Advertisements calling for waiters, kitchen staff, chefs and managers to take up jobs in the restaurant have spread on social media across Australia, appeared on government job search portals and are appeared on a range of job sites, Ms Lamba said.

She even reached out to migration officers, but her efforts were in vain.

“My main job is supposed to be administration, but we haven’t even been able to find a restaurant manager, so sometimes I help out as a kitchen helper or with the dishes. Wherever there’s a need, you know , you participate.” she says.

Reduced pool of skilled workers

In Katherine, the shortage of workers is putting pressure on a range of industries.

Restaurants and retail stores are turning away impatient customers or shutting down completely for days, mechanics are racking up a backlog of work, and tour operators are struggling in the face of a massive influx of visitors.

Connor Vincent’s mechanical shop has been understaffed for about two years. (ABC KatherineRoxanne Fitzgerald)

Connor Vincent, the owner of Central Motors, regularly works 12-hour days, six days a week due to difficulty finding staff.

“Since the start of the year, I’ve had two people come to me looking for a job, but they didn’t have the skills,” he said.

“Two other mechanic shops in town have closed… there are only two of us here and I would like four more [workers]. It was hard.”

NT Chamber of Commerce chief executive Greg Ireland said it was no secret the problem was not isolated to Katherine – from Alice Springs to the Top End, businesses were increasingly more desperate to fill vacancies.

“We have a real shortage of backpackers coming into the territory.

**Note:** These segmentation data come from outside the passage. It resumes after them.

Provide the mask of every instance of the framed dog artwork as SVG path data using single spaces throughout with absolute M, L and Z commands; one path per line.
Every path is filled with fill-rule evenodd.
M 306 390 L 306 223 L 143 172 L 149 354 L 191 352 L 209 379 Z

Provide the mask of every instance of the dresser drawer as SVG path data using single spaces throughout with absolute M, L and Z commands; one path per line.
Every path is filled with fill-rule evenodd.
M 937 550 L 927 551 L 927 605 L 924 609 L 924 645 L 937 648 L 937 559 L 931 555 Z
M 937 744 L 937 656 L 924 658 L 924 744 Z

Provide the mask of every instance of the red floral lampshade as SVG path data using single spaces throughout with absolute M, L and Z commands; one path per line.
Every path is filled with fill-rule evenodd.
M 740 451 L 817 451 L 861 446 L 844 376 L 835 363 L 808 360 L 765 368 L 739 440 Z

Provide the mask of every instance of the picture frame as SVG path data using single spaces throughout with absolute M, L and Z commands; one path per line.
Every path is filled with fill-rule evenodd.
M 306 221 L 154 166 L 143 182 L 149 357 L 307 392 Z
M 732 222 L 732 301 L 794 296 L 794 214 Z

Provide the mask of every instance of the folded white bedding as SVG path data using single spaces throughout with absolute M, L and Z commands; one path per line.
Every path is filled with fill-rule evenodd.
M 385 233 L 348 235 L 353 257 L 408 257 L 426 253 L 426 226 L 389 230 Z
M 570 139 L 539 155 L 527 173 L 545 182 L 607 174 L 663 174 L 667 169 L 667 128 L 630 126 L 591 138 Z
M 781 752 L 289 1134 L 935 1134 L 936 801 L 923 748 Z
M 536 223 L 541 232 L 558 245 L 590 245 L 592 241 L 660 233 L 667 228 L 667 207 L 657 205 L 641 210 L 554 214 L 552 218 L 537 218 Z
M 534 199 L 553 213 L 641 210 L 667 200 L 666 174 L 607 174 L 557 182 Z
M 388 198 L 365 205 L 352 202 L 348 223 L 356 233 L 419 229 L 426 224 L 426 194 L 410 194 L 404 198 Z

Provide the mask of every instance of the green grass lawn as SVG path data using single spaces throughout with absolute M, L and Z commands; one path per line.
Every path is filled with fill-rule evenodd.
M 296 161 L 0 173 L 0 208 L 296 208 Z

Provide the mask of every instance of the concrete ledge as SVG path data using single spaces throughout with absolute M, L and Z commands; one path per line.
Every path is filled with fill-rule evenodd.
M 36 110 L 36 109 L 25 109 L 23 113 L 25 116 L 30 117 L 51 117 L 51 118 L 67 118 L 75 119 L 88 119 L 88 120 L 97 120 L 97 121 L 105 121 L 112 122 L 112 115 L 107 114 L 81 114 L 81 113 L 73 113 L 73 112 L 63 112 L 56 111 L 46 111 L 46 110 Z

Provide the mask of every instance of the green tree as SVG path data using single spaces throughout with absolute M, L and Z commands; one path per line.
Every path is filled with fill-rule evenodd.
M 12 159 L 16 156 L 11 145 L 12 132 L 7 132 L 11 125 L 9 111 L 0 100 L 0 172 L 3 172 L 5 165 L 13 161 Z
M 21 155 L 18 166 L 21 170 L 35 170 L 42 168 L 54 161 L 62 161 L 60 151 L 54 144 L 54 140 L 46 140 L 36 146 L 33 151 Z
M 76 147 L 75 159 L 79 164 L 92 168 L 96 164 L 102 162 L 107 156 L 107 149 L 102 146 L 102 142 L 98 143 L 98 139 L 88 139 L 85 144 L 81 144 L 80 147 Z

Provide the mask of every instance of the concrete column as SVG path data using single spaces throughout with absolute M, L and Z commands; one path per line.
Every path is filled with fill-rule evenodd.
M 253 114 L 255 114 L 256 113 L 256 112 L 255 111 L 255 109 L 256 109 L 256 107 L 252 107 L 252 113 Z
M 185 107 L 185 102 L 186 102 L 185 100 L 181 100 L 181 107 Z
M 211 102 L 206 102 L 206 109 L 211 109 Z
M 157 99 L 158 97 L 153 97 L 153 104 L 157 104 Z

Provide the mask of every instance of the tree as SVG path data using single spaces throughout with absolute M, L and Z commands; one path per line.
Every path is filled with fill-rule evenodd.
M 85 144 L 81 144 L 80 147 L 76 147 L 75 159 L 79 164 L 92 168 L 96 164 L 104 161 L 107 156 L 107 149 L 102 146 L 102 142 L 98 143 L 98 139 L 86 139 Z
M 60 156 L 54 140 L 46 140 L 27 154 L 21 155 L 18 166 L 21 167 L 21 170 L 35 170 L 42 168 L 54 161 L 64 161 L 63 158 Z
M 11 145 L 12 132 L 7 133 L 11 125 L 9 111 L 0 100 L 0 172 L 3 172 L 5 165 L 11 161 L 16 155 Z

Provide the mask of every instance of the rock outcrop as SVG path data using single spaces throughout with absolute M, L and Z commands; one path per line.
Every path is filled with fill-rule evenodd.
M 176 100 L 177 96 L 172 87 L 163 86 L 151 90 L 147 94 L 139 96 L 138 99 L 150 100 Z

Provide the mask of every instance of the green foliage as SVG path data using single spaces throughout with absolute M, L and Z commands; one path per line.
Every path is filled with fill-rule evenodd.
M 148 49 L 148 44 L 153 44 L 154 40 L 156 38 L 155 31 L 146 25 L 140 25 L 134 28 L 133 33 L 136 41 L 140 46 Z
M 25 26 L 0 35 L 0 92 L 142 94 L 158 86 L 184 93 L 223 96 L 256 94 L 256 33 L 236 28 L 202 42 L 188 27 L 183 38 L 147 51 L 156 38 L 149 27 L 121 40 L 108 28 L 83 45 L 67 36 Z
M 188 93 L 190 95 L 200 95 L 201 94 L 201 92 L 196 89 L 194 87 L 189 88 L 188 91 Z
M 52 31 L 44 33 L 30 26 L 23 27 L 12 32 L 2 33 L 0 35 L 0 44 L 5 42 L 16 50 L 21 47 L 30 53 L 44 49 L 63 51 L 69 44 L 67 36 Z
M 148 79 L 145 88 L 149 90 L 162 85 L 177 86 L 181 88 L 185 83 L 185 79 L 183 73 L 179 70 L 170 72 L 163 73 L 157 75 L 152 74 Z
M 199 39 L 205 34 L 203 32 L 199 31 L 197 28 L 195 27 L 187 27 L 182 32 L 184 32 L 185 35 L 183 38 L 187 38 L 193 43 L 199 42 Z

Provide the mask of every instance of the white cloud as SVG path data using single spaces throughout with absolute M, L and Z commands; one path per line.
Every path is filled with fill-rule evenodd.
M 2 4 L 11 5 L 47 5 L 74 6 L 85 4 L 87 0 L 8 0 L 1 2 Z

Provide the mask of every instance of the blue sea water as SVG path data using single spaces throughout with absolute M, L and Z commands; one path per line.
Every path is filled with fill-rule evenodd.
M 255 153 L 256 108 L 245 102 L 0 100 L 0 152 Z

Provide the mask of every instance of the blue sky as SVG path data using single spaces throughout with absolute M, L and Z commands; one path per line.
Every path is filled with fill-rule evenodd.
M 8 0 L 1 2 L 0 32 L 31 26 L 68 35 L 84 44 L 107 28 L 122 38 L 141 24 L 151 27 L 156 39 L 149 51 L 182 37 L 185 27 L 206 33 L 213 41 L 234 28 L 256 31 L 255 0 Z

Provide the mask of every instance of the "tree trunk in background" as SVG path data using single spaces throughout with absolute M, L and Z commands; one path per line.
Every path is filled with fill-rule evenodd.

And that has been an issue for some time, mostly related to COVID.

“And competition from other states for business, especially in the construction industry, means people just aren’t as available and ready to move as they used to be.”

Thousands of workers needed to ease pressure

A man is sitting at his desk.
Northern Territory Chamber of Commerce chief executive Greg Ireland said a longer-term solution is needed to ensure businesses can find staff.(ABC News: Michael Franchi)

Mr Ireland estimated the NT would need around 3,000 extra workers to ease the pressure, and said the challenges were finding workers with the right skills.

Relaxing migration rules would be the immediate way to address some of the chronic labor shortages, he said, but “getting kids on VET courses and upgrading them through apprenticeships etc. will be a longer term solution.

“We have discussed with the federal government the possibility of allowing people on pensions to work and contribute,” Mr Ireland said.

“We’ve also seen the market for international students open up thanks to the government relaxing the rules, so those are the things that make a bit of a difference.

Problem addressed on several fronts

Earlier this month, the Northern Territories Government created the Global Worker Attraction Program to run marketing campaigns over the next three years and an advisory group, and offered businesses $1,000 for each new employee, which Chief Minister Natasha Fyles said in a statement would “ease pressures on the workforce in the territory”.

For Ms. Lamba, we hope that the closure of her restaurant is not final.

The restaurateur aims to find staff in India, but fears visa issues and the perception of crime could hamper progress.

Mr Ireland said the chamber had worked with the government and the police on crime and anti-social behaviour.

“Housing and the cost of living are also on our radar,” he said.